Pertanyaannya, mampukah Anies Baswedan mencari dan meyakinkan “investor” untuk memodalinya maju di Pilgub DKI Jakarta. Publik masih belum lupa dengan kasus “pinjaman modal” yang pernah dilakukan Anies saat maju di Pilgub DKI lima tahun silam ke wakilnya Sandiaga Uno.
Publik beberapa waktu silam sempat dihebohkan oleh munculnya gambar berisikan surat utang Anies Baswedan ke Sandiaga Uno. Surat itu menuliskan bahwa Anies meminjam uang sebanyak Rp 92 miliar saat sedang mengikuti kontestasi Pemilihan Gubernur (Pilgub) DKI Jakarta 2017 lalu.
Surat pernyataan itu berisi tujuh poin. Pada poin ketiga, Anies mengakui total telah meminjam Rp 92 miliar kepada Sandi yang diberikan dalam tiga tahap peminjaman.
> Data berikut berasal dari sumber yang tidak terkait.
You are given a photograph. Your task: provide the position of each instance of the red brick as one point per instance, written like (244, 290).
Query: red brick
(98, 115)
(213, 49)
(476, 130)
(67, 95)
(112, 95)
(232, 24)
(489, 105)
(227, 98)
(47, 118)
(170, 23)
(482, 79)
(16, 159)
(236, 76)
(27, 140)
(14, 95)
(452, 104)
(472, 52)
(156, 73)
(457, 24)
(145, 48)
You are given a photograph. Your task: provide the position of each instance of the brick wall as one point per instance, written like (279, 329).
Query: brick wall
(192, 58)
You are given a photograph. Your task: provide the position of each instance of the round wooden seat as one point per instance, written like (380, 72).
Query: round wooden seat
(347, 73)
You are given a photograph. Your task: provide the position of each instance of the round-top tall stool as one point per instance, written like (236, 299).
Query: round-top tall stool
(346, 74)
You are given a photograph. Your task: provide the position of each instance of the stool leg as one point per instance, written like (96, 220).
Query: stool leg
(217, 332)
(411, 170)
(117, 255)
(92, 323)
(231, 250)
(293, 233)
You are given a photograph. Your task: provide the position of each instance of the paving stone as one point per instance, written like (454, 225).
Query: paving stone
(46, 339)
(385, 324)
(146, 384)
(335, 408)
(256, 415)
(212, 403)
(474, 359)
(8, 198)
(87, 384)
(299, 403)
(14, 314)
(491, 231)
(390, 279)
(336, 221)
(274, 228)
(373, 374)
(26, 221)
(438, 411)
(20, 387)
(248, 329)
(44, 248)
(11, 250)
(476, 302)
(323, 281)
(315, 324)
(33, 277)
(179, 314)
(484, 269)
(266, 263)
Hal itu diakui sendiri oleh Anies Baswedan bahwa dirinya pernah berutang saat maju dalam Pemilihan Kepala Daerah (Pilkada) DKI Jakarta 2017. Kala itu dia berhadapan dengan Basuki Tjahaja Purnama atau Ahok.
Kesimpulannya baik kandidat calon Gubernur maupun partai politik, termasuk Anies Baswedan sedang melakukan marketing politik atau ibarat jual saham sedang melakukan beauty contest untuk menarik minat investor memodali mereka maju sebagai Calon Gubernur DKI Jakarta.
Kita tunggu saja siapa kandidat calon Gubernur yang memiliki persiapan matang untuk mengarungi pertarungan meraih simpatik dan suara rakyat DKI Jakarta.